In the case of a systemwide contract, the system also needs to appoint a czar. But at USM, Bishop said, the "folks doing data analysis are pretty well strapped with everything else they're already doing." As an alternative, the system chose to contract out for the edX data management services it needed. HelioCampus was perhaps the obvious choice, since it originated at UMUC to begin with.

"UMUC began experiencing unprecedented enrollment volatility, and we tripled down on our use of analytics to navigate a path forward," recalled HelioCampus CEO Darren Catalano, who previously served as vice president of analytics at UMUC. "We had a very successful outcome — so much so that the [System] Board of Regents spun us out into a separate company and gave us a $10 million seed investment."

Now the company uses its data warehouse and data analytics expertise to do work — not just edX-related, but any kind of data work — for a multitude of institutions, including community colleges, four-year schools and entire systems. The agreements are subscription-based and last for between three and five years. Why that lengthy duration? As Catalano pointed out, "Analytics is not a project. You're building a capability on campus, and it's a multi-year journey that's never done."

Paul Walsh would concur. He serves as program director for USMx, USM's edX platform, working at the system level. He's also the liaison between the system and participating institutions. While HelioCampus has helped with preparing the edX data and offering it in different reports or dashboards, one of Walsh's jobs is to support the creation of a "community of practice" within the individual universities to help their people learn how to use the edX data "to answer questions related to enrollment, marketing and research and prioritize what is most important to the institution."

Somewhere in that data, the future is sending out signals. For example, while the emphasis on the mini-masters concept has so far neglected undergraduate education, edX is starting to explore the idea of "micro bachelors." While those might help somebody accelerate through a four-year degree, more likely — if the MicroMasters model holds shape — they could see a pending graduate through preparation for the workforce, by adding, for example, a coding or user design certificate to an English major's portfolio.

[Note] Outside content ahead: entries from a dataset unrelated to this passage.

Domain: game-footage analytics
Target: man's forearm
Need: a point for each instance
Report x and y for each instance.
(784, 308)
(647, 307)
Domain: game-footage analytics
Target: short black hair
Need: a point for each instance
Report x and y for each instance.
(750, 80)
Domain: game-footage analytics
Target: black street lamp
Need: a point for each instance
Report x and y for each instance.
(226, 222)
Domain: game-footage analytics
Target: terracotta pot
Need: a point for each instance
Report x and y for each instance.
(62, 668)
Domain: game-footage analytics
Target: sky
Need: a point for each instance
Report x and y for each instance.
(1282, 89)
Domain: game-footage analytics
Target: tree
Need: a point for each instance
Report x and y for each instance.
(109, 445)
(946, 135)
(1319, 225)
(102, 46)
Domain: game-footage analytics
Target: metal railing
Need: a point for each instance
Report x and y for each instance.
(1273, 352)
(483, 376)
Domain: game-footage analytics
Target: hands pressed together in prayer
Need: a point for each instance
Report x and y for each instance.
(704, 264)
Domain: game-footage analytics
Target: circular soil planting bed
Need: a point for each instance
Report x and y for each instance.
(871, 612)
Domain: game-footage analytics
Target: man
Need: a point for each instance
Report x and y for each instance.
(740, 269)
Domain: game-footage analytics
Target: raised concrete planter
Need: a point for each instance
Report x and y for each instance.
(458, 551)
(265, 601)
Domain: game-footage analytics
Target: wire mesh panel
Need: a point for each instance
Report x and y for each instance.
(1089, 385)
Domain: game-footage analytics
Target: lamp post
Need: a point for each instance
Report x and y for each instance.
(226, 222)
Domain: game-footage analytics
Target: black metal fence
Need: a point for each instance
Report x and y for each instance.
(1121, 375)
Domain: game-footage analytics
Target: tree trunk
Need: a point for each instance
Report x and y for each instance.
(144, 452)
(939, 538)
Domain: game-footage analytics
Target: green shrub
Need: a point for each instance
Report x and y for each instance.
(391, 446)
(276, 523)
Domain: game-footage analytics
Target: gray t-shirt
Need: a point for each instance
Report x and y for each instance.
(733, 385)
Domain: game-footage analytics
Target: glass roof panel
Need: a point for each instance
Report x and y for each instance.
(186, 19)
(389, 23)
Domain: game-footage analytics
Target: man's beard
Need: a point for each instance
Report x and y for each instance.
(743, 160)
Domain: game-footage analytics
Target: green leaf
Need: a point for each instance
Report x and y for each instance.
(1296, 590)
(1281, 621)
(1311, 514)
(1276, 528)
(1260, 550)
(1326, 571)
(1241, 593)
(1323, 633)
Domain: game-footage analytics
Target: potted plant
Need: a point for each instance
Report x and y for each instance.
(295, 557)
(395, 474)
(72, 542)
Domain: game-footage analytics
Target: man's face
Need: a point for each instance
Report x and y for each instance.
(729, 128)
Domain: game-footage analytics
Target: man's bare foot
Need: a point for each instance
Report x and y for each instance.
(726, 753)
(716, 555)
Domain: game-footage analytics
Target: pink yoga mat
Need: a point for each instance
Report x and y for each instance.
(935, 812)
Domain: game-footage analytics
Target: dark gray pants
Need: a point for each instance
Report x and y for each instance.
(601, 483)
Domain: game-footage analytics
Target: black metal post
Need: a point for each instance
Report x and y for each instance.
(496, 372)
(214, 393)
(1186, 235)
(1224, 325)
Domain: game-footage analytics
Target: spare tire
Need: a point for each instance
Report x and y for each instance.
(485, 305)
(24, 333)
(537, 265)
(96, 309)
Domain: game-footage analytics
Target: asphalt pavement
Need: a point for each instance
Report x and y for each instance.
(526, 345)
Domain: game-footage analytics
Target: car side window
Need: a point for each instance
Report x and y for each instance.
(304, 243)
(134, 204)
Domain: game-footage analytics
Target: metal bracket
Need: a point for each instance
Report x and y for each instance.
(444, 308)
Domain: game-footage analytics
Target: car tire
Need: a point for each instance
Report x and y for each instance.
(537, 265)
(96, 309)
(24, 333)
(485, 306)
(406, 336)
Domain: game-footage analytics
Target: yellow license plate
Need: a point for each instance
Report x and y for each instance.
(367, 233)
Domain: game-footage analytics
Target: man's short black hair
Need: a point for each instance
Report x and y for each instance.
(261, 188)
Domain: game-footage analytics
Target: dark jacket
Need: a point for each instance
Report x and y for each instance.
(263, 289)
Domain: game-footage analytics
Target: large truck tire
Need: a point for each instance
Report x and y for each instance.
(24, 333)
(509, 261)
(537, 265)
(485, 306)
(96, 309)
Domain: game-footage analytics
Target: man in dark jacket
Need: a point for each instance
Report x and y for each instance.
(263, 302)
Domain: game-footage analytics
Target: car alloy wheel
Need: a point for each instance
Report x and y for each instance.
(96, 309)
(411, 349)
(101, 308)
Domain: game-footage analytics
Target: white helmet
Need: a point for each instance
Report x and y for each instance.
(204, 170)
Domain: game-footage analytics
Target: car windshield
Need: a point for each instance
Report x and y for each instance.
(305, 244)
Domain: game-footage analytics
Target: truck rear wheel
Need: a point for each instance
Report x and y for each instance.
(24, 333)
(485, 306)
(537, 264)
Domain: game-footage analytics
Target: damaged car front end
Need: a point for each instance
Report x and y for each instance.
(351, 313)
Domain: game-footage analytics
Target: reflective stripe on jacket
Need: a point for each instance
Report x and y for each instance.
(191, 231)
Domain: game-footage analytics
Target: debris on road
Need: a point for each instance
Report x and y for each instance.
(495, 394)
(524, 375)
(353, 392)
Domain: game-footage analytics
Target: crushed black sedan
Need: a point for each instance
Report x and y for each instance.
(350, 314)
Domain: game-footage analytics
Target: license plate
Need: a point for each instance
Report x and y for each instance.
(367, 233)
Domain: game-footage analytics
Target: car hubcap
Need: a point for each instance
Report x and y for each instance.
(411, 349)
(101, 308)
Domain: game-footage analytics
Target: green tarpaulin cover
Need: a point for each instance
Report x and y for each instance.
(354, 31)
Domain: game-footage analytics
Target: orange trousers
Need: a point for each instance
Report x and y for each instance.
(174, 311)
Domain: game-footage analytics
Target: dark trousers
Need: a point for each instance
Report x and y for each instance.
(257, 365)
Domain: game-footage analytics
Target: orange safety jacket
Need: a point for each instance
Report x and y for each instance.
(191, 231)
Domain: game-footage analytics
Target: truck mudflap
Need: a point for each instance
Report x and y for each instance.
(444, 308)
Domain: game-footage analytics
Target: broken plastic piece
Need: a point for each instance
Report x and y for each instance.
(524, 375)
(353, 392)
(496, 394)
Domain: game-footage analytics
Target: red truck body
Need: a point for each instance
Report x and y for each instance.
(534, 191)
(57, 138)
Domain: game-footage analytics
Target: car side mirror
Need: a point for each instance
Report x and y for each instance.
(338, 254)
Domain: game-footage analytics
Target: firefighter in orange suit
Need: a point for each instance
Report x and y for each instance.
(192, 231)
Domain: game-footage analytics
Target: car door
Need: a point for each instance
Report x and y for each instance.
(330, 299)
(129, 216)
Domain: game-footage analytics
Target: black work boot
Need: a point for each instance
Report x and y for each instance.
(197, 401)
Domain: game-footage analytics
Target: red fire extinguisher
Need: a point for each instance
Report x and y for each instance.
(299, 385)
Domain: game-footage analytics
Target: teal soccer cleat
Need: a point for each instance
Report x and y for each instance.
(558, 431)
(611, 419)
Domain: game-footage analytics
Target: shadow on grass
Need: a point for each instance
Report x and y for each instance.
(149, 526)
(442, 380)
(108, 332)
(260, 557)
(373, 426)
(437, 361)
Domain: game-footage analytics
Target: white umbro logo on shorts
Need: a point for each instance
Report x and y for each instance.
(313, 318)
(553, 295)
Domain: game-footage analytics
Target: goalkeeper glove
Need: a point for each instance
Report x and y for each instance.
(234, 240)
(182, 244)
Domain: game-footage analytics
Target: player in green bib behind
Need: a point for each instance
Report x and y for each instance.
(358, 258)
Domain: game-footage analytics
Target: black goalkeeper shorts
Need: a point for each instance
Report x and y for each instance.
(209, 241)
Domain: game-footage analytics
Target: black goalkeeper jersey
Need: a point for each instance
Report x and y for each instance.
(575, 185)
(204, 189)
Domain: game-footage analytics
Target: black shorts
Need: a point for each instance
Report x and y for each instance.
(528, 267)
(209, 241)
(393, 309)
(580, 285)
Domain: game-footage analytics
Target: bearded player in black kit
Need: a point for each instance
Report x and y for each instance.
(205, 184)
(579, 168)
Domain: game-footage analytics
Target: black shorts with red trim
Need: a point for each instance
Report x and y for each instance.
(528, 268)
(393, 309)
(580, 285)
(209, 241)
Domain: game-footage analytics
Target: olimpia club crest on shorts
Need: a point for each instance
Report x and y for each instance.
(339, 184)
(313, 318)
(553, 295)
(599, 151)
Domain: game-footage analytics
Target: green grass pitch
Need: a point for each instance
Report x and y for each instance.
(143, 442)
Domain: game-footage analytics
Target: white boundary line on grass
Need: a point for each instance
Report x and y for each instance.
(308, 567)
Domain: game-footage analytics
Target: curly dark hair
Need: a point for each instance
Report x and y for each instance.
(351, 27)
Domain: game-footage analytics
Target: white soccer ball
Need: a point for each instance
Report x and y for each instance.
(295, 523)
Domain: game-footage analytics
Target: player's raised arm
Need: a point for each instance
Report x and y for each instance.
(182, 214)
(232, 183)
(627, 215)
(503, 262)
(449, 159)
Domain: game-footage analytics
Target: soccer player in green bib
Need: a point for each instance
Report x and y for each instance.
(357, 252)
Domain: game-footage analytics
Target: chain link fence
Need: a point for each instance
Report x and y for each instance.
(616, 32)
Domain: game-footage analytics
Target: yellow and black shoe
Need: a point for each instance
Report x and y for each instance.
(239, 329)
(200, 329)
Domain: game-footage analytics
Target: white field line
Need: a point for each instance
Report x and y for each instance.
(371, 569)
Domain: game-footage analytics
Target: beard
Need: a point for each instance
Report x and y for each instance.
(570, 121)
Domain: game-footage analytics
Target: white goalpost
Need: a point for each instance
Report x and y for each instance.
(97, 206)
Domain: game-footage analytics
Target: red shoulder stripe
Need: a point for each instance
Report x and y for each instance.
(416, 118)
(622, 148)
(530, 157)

Then there's the market for post-degree professional certificates. Those could be a ramp-up of certificates like the one currently being offered out of the College Park campus for agile project management, which costs $562.50 for five courses. "If you've been working as a project manager for the last 10 years, you probably don't have any credential in agile or scrum. They're seeing a need and filling it from a professional development standpoint," Walsh said. "That is pretty successful right now."

Time and the data will help much of this get sorted out, he added. "Our institutions are excited about what the MicroMasters could be. But after some of these programs run for three years or maybe a little bit longer, they'll want to do some re-evaluation as to which ones they want to keep on the edX platform and which might be getting to a sunset point."

In the meantime, USM and its ilk need to continue building up their data super powers, suggested Catalano. "My opinion is, no one has figured this out yet. Not a specific school, not a specific vendor. We're still in the early stages of getting good analytics in higher education."